In the contemporary world, a new development paradigm is emerging that links the economy and culture, embracing economic, cultural, technological and social aspects of development at both the macro and micro levels. Central to the new paradigm is the fact that creativity, knowledge and access to information are increasingly recognized as powerful engines driving economic growth and promoting development in a globalizing world. “Creativity” in this context refers to the formulation of new ideas and to the application of these ideas to produce original works of art and cultural products, functional creations, scientific inventions and technological innovations (p. 3).

This mainstream neoclassical economic orientation endeavors to understand the economic aspect of creativity through its contributions to entrepreneurship, and the ways in which it fosters innovation, enhances productivity and promotes economic growth. One might also follow the debates in the literature on “cognitive capitalism” to focus on the side of labor rather than capital and begin to interpret this in the light of “biopolitics” and see it signaling, “the moment that the traditional nation/State dichotomy is overtaken by a political economy of life in general,” where “power has invested life” to create “sites of the production of subjectivity” privileging, “the transformation of work in the organization of labor”(Negri, 2008: 13-14). Antonio Negri investigates the organization of labor under neoliberal globalization and the radical transformation of the production process though new processes of self-regulation and expressive creativity unleashed by information and communication technology that facilitates the rise of what Negri and others call “immaterial labor” (after Karl Marx’s “general intellect”) as the dominant productive force that takes place with the development and cultivation of new laboring subjectivities.
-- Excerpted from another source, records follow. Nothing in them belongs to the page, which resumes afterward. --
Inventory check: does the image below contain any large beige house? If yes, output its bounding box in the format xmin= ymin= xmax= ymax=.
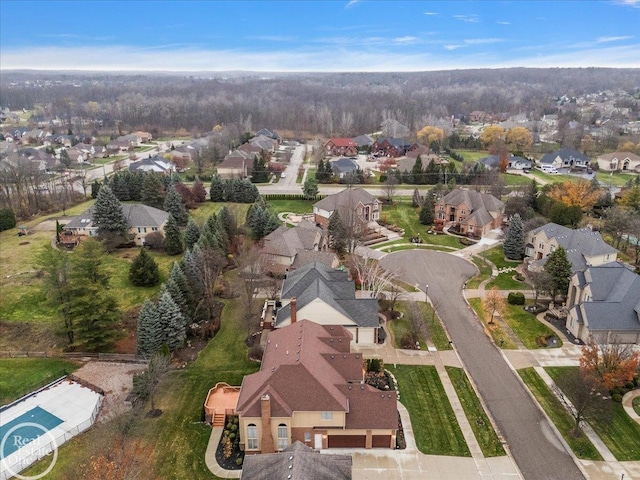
xmin=525 ymin=223 xmax=618 ymax=272
xmin=435 ymin=188 xmax=504 ymax=237
xmin=274 ymin=262 xmax=380 ymax=345
xmin=235 ymin=320 xmax=398 ymax=454
xmin=64 ymin=203 xmax=169 ymax=246
xmin=596 ymin=152 xmax=640 ymax=173
xmin=566 ymin=262 xmax=640 ymax=344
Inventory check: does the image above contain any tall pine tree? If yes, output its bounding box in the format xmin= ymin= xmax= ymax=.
xmin=503 ymin=213 xmax=524 ymax=258
xmin=164 ymin=214 xmax=184 ymax=255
A manifesto for education in the age of cognitive capitalism must address the question of new laboring subjectivities and their cultivation, socialization and education (Peters et al, 2009). In this case we can take our as our starting point the “creative energy of labor”. As Negri (2008: 20) argues:

In the Fordist era, temporality was measured according to the law of labor value: Consequently it concerned an abstract, quantitative, analytic temporality, which, because it was opposed to living labor time, arrived at the composition of the productive value of capital. As it is described by Marx, capitalist production represents the synthesis of the living creativity of labor and of the exploitive structures organized by fixed capital and its temporal laws of productivity. In the era of post-Fordism, on the contrary, temporality is no longer – nor totally – enclosed within the structures of constant capital: as we have seen, intellectual, immaterial, and affective production (which characterizes post-Fordist labor) reveals a surplus. An abstract temporality – that is to say, the temporal measure of labor – is incapable of understanding the creative energy of labor itself (my emphasis).

References

Negri, Antonio (2008) “The Labor of the Multitude and the Fabric of Biopolitics.” Trans. Sara Mayo, Peter Graefe and Mark Coté. Ed. Mark Coté. Mediations 23.2 (Spring 2008) 8-25. Retrieved from www.mediationsjournal.org/the-labor-of-the-multitude-andthe-fabric-of-biopolitics.

Peters, M.A., Marginson, S. and Murphy, P. (2009) Creativity and the Global Knowledge Economy. New York, Peter Lang.

Pink, D. (2005) A whole new mind: Why right-brainers will rule the future. New York, NY: Penguin.